Benign prostatic hyperplasia (BPH) is a common disease in middle and old aged men and may significantly affect the quality of life[1, 2]. An estimated 50% of men have histologic evidence of BPH by age 50 and 75% by age 80; in 40–50% of these men, BPH becomes clinically significant[3]. It increases the risk of lower urinary tract symptoms (LUTS), which can be categorized into filling/irritative symptoms (increased urinary urgency and frequency, painful urination, and excessive passage of urine at night) and obstructive symptoms in voiding (poor stream, hesitancy, incomplete voiding, terminal dribbling, and overflow incontinence)[4, 5]. The pathophysiology of BPH, although not fully elucidated, associated with prostate gland overgrowth as a result of androgenic stimulation (static component) and increased adrenergic tone (dynamic component) leading to smooth muscle contraction[6]. Therefore, the anti-BPH drugs can be broadly divided into anti-androgenic drugs (mainly prostate 5α-reductase inhibitors) and anti-adrenergic drugs (mainly α1-adrenergic receptors (α1-AR) antagonists)[7, 8].

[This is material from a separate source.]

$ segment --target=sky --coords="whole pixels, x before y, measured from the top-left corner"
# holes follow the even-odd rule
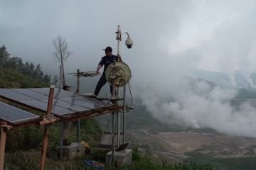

In order to test new anti-BPH drugs, BPH animal models are necessary for in vivo efficacy studies. However, spontaneous BPH is rare in species other than man. It has only been described in the dog and chimpanzee[9, 10]. Spontaneous BPH could be observed in male dogs with a prevalence of 16% by age 2, and 50% by age 4–5[11]. Since many features in BPH dogs resemble that in man, old dogs with spontaneous BPH have been used for the study of BPH and to evaluate anti-BPH drugs[12]. Due to the low availability and high cost of old dogs, several in vivo experimental BPH models have been developed in other species by hormonal induction, xenografting or transgenic methods[12].

The BPH rat models have been induced by hormones, including androgenic, estrogenic, and progestational hormones [13, 14]. Xenograft models have also been established with cells derived from human BPH tissue culture and primary surgical specimens, which were implanted subcutaneously in immune-deficient rats or mice[15]. Transplants displayed histologically typical BPH acini and stroma[16]. Genetic engineering techniques have also been used in BPH research in recent years. Prolactin transgenic mice develop a significant enlargement in the prostate, which shows similar pathological condition to human BPH[17]. Using transgenic mice, androgen receptor, insulin-like growth factor-1 and a number of other growth hormones have been found to play roles in BPH[18]. These models are typically used to test drugs that can prevent hyperplasia or reduce the size of the prostate.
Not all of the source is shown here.